Batteries to run cars. Batteries to store solar power. Batteries ... to prevent blackouts.

Everywhere you look in the field of battery technology, Tesla (TSLA -1.92%) seems to be there already. The company's even building a battery gigafactory in the Nevada desert to keep its battery empire well-supplied, and one of the reasons for this is that Tesla is rapidly outgrowing its origins as a car company, and finding new ways to make money by building huge, utility-scale energy storage complexes to help electricity companies shore up the stability of their electric grids.

It's a lucrative business -- and Lockheed Martin (NYSE: LMT) wants in.

Lithium battery storage warehouse

Lithium ions are great for storing electricity, but does a utility really need to use ultra-lightweight, ultra-expensive lithium? Image source: Getty Images.

Lockheed looks for electricity

Last month, Lockheed Martin (LMT 1.71%) announced that it's found a way to make storage batteries for a whole lot cheaper than what lithium-ion batteries currently cost -- by forgoing the lithium.

Now, Lockheed might seem a strange candidate to come up with such a plan. Most investors probably know Lockheed Martin only as a defense giant. And yet, Lockheed Martin also has an active side business in green and renewable technologies, covering everything from generating power from ocean waves to filtering out salt to create potable water to nuclear fusion.

And this is the direction in which Lockheed is leaning with its latest venture. As explained in a Reuters story, Lockheed is working to develop a "flow" battery that utilities can use to store their energy and stabilize their electric grids. Because utilities tend to be geographically grounded, and not move around a lot, light-weighing lithium metal isn't a sine qua non in the batteries they use. Simply put, cost trumps lightness when it comes to building utility-scale batteries.

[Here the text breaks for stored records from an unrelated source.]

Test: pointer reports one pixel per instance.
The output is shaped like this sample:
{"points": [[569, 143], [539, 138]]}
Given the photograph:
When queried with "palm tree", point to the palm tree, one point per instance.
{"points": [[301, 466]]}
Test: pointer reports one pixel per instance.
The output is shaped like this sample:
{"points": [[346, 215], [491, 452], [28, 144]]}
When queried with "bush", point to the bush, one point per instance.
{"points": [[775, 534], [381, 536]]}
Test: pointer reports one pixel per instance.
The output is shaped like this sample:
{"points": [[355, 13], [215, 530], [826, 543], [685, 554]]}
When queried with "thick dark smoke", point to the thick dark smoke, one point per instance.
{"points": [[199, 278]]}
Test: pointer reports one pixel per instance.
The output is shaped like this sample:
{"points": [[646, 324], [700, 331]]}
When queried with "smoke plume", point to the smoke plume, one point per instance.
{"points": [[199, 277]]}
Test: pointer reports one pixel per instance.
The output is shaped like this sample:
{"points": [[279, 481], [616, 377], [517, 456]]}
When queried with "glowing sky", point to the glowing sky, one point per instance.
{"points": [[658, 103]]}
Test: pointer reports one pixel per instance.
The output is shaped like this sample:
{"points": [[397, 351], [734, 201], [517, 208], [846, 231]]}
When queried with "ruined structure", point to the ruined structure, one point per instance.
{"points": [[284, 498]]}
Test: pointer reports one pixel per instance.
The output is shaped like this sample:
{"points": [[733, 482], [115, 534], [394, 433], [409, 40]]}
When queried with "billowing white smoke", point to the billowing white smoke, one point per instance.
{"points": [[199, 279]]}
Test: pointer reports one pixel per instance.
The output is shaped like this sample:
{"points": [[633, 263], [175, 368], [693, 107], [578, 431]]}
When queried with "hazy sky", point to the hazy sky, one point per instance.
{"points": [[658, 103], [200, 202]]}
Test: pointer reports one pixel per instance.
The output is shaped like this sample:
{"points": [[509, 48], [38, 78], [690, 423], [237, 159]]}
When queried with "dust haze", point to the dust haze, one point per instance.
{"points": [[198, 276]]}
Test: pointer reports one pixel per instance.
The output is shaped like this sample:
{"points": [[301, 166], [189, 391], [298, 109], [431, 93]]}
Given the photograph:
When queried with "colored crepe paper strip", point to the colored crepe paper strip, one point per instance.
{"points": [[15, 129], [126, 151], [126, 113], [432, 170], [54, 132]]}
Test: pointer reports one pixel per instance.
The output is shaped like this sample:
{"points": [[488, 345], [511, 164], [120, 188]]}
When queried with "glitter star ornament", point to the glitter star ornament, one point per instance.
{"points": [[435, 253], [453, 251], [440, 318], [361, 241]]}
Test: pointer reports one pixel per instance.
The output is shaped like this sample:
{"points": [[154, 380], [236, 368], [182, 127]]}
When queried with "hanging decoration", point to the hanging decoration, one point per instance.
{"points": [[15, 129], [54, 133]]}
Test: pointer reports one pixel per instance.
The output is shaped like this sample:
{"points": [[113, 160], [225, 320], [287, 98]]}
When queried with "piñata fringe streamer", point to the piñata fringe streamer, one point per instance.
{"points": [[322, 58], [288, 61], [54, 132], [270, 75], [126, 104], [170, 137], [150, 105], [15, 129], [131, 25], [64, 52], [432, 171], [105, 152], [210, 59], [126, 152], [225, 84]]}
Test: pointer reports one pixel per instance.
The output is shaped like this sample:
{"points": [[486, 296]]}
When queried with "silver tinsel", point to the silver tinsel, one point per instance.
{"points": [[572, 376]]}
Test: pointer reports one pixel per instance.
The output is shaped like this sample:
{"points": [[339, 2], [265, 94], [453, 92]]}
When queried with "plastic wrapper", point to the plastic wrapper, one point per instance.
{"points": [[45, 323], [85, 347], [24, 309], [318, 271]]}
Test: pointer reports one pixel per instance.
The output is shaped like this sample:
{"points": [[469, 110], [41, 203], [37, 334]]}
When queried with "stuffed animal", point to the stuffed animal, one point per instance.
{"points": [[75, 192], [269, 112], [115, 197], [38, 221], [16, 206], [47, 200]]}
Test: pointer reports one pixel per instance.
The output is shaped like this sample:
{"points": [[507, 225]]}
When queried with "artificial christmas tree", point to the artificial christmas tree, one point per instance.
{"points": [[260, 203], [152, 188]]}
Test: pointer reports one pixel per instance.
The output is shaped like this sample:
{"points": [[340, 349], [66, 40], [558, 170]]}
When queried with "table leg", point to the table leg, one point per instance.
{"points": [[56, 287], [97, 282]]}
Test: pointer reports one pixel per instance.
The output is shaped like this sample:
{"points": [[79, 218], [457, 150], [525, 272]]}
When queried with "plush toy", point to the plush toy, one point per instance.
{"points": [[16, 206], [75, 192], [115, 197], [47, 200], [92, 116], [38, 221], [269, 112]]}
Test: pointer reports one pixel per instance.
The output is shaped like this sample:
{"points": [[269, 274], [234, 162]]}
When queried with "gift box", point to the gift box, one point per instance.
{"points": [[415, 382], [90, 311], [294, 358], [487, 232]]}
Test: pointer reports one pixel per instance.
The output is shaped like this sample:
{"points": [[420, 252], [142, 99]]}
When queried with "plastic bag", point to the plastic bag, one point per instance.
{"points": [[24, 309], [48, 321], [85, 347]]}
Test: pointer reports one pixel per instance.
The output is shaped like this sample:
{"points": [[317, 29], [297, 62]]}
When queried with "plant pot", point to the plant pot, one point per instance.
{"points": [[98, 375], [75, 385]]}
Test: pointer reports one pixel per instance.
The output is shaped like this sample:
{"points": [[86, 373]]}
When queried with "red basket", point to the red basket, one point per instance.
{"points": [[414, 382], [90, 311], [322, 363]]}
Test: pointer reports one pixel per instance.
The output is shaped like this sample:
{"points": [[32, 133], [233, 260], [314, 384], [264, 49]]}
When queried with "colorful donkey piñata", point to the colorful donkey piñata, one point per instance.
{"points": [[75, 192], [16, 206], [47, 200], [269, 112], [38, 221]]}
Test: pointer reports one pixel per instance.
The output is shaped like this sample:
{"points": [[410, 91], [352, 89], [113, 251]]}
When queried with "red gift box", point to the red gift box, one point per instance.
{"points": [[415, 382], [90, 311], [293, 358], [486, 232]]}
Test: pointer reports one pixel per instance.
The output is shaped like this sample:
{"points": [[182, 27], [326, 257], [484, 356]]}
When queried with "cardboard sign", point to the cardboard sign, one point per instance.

Playing to this strength, Lockheed says its new battery technology will be made from nontoxic rare-earth metals and chemicals dissolved in a water solution to hold their charge. These materials will be cheap, but not necessarily lightweight like lithium.

Context: Competition is heating up for Tesla

Will Lockheed Martin's new battery initiative upset Tesla's recent success in building utility-scale batteries? Actually, Tesla is already encountering some competition here. After winning one Australian energy storage deal (for 129 megawatts) last year, then a second (for 250 megawatts of "distributed" storage) this year, Tesla was tapped a third time to build a 25 megawatt energy storage facility co-located with the Gannawarra Solar Farm near Kerang, Victoria. (Tesla has also built a smaller 20 megawatt battery system supporting a wind farm at the Bulgana Green Power Hub in Western Victoria.)

These weren't the only energy storage projects that came up for bid recently, however. Yet another project -- 30 megawatts of storage -- was awarded to AES (AES 0.80%) and Siemens' (SIEGY -0.94%) joint venture Fluence, a start-up those companies set up specifically to compete with Tesla in this growing market. It will be installed at the Ballarat terminal station, owned by AusNet, and operated by EnergyAustralia.

Fluence offers storage in three formats: "Siestorage" (billed as providing "lightning fast energy"), Advancion (designed for "dependability"), and SunFlex (tailored to provide "maximum solar yield") -- each apparently utilizing lithium-ion batteries such as Tesla uses. The company has not revealed which of these solutions will be employed in Australia.

Fluence, incidentally, is also the company behind the biggest energy storage project in Tesla's home market of the United States. In January, AES and Siemens announced they received the necessary "approvals and authorizations" to proceed with a "100 MW/400 MWh" energy storage project in Long Beach, California, dubbed the Alamitos power center energy storage project. Said project will provide backup power to Southern California Edison in western Los Angeles.

Why it matters to investors

As I've pointed out previously, Tesla's energy storage business produces better gross margins than its better-known electric car business -- where Tesla's also been feeling some heat from the competition as General Motors' electric Bolt steals sales from impatient would-be Tesla Model 3 buyers, and Volkswagen gears up for a major push into electric vehicles. Now, as Tesla faces down a whole host of imitators in the electric car market, its more profitable energy storage business is also coming under attack -- an attack that will only get more intense when Lockheed brings its new flow batteries to market next year.

With AES, Siemens, and now Lockheed Martin gunning for Tesla's surprisingly successful energy storage business, things could soon be looking grim for Tesla.